Hazine ve Maliye Bakanı Şimşek'ten önemli açıklamalar

Hazine ve Maliye Bakanı Şimşek'ten önemli açıklamalar

Hazine ve Maliye Bakanı Mehmet Şimşek, ekonomi gündemine ilişkin önemli açıklamalarda bulundu.

Hazine ve Maliye Bakanı Mehmet Şimşek, NTV canlı yayınında NTV Ankara İstihbarat Şefi Ahmet Ergen’in sorularını yanıtladı.

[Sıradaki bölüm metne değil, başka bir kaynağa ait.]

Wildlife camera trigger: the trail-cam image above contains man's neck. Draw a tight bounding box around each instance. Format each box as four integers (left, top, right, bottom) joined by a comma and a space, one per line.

Küresel finansal koşulların sıkışık olduğu bir dönemden geçildiğini söyleyen Bakan Mehmet Şimşek, Orta Vadeli Program’daki hedeflere ilişkin mesajlar verdi.

OVP’de birinci önceliğin enflasyonu yeniden tek haneye indirmek olduğunu söyleyen Bakan Şimşek, “Bu zor bir süreç ama mümkün. Geçmişte başardık, yine başaracağız.” dedi.

Kredilerde yeni düzenleme

Bakan Şimşek, NTV canlı yayınında kredilere getirilecek yeni düzenlemeyi de açıkladı.

“Yüzde 140 büyüyen krediyle enflasyonla mücadele olmaz.” diyen Şimşek, birinci konutu kredilendirme noktasında bir değişiklik yapmayacaklarını ancak ikinci ve sonraki konutlar için artık kredi desteği vermeyeceklerini söyledi.

Şimşek, “Taşıt kredilerinde biz, çok net bir şekilde sınırlayıcı bir perspektife sahibiz.” diye konuştu.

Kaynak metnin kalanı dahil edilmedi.